3D Dynamic Evolution of Pore Water-Air Interaction within Saturated Sheared Sand
Many foundation systems are supported by water-saturated sand deposits. At the micro-scale, the
voids between sand grains (pore space) are filled with water. The sand resists applied foundation
loads through friction and interlocking between particles, which is known as the shear strength of
sand. The presence of air within the pore space in addition to water introduces new forces and
fundamentally changes the shear strength of sand. Alshibli’s preliminary experiments show that
standard procedures to saturate laboratory sand specimens may suffer from a major shortcoming
despite decades of use and wide acceptance by the geotechnical community.

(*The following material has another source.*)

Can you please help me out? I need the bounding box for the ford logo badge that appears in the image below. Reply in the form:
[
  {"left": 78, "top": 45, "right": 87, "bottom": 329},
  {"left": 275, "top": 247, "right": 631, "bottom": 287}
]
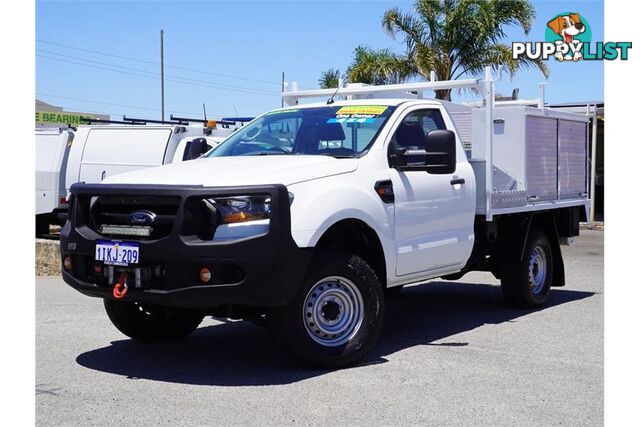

The goal of this research is to monitor the evolution of sand-water-air interaction using fast
dynamic synchrotron microcomputed tomography imaging at 6-micron resolution under shear loading
conditions. This research will (i) investigate the influence of particle morphology and gradation on
the degree of saturation of sheared sand; (ii) monitor local water- air interaction within pore
space of sheared sand under drained condition; and (iii) evaluate the effects of specimen density on
the change of degree of saturation of sheared sand. The following fundamental questions will be
answered: (1) what is the minimum value of pore water pressure to maintain the same degree of
saturation in sheared sand; (2) does the sand specimen remain 100 percent saturated when it is
sheared; (3) if air bubbles develop; how they will evolve and what are the factors that affect their
onset and growth. 3D probing of dynamic particle-water-air interaction is expected to offer unique
measurements to support the development of a new particle-scale theory that better describes the
behavior of saturated sheared granular materials.